Engineers and researchers from Samsung’s AI Center in Moscow and Skolkovo Institute of Science and Technology have created a model that can generate realistic animated talking heads from images without traditional methods like 3D modeling.
Samsung opened AI research centers last year in Moscow, Cambridge, and Toronto.
“Effectively, the learned model serves as a realistic avatar of a person,” said engineer Egor Zakharov in a video explaining the results.

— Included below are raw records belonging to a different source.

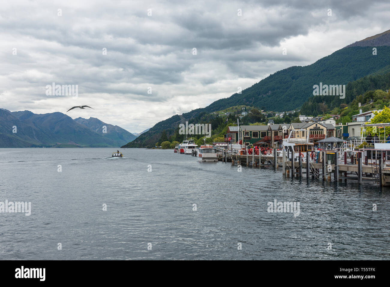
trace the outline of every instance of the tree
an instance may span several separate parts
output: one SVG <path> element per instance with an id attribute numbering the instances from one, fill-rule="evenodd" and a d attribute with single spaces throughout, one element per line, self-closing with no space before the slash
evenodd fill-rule
<path id="1" fill-rule="evenodd" d="M 170 143 L 169 142 L 167 141 L 165 142 L 163 142 L 161 143 L 161 148 L 163 149 L 169 149 L 169 146 L 170 145 Z"/>
<path id="2" fill-rule="evenodd" d="M 158 142 L 162 144 L 163 142 L 166 142 L 168 140 L 168 138 L 167 136 L 167 131 L 164 129 L 163 131 L 163 132 L 161 133 L 161 137 L 160 138 L 160 140 L 158 141 Z M 170 144 L 170 143 L 169 143 Z"/>
<path id="3" fill-rule="evenodd" d="M 375 101 L 379 99 L 382 100 L 385 98 L 387 95 L 387 94 L 386 92 L 381 90 L 376 90 L 372 95 Z"/>
<path id="4" fill-rule="evenodd" d="M 384 123 L 390 122 L 390 109 L 388 107 L 383 107 L 383 110 L 382 112 L 374 112 L 375 115 L 371 120 L 371 124 L 383 124 Z M 374 128 L 366 128 L 365 134 L 367 135 L 369 133 L 371 133 L 372 135 L 374 134 L 377 134 L 379 138 L 385 138 L 385 135 L 390 133 L 390 128 L 388 127 L 385 127 L 384 129 L 376 128 L 376 132 L 375 132 L 374 129 L 376 127 Z"/>
<path id="5" fill-rule="evenodd" d="M 323 114 L 328 110 L 328 106 L 325 103 L 325 102 L 323 102 L 319 104 L 319 109 Z"/>

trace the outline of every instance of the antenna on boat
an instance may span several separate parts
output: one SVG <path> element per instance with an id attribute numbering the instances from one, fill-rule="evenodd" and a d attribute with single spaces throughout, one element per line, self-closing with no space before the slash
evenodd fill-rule
<path id="1" fill-rule="evenodd" d="M 238 138 L 238 144 L 240 144 L 240 124 L 243 124 L 243 122 L 239 122 L 238 119 L 237 119 L 237 136 Z M 243 144 L 244 138 L 243 138 Z"/>

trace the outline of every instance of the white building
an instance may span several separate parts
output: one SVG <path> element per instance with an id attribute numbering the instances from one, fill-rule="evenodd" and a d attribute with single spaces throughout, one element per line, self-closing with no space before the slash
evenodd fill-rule
<path id="1" fill-rule="evenodd" d="M 307 119 L 310 119 L 310 117 L 306 117 L 305 115 L 299 115 L 299 120 L 301 122 L 303 122 L 305 120 Z"/>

Well-known faces seen in the paper include Marilyn Monroe, Albert Einstein, Leonardo da Vinci’s Mona Lisa, and RZA from the Wu Tang Clan. The technology that focuses on synthesizing photorealistic head images and facial landmarks could be applied to video games, video conferences, or digital avatars like the kind now available on Samsung’s Galaxy S10. Facebook is also working on realistic avatars for its virtual reality initiatives.

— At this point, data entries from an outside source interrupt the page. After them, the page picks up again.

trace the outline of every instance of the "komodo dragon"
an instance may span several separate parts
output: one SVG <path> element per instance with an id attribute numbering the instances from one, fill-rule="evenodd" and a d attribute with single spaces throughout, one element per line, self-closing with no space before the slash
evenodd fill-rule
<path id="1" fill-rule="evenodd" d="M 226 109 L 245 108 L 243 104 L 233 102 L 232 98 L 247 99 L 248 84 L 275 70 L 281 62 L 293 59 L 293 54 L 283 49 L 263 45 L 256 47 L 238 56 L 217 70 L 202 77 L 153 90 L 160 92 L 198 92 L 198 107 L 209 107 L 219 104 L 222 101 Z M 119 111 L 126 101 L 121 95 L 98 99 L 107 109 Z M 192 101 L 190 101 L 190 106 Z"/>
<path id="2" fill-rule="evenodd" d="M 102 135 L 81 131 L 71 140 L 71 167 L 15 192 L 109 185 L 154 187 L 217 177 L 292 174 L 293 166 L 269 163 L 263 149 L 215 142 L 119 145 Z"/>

Such tech could clearly also be used to create deepfakes.
Few-shot learning means the model can begin to animate a face using just a few, or even one image of an individual. Meta training with the VoxCeleb2 dataset of videos is first carried out before the model can animate previously unseen faces.
During the training process, the system creates three neural networks: The embedded network maps frames to vectors, a generator network maps facial landmarks in the synthesized video, and a discriminator network assesses the realism and pose of the generated images.
“Crucially, the system is able to initialize the parameters of both the generator and the discriminator in a person-specific way, so that training can be based on just a few images and done quickly, despite the need to tune tens of millions of parameters. We show that such an approach is able to learn highly realistic and personalized talking head models of new people and even portrait paintings,” coauthors said in a summary of the paper on arXiv.
In other forms of AI developed recently to mimic human faces, University of Washington researchers last year shared how they created ObamaNet, a lip sync model based on Pix2Pix trained on videos of the former U.S. president.
University of California, Berkeley researchers introduced a model last fall that uses YouTube videos to train an AI dataset to dance or make acrobatic moves like backflips.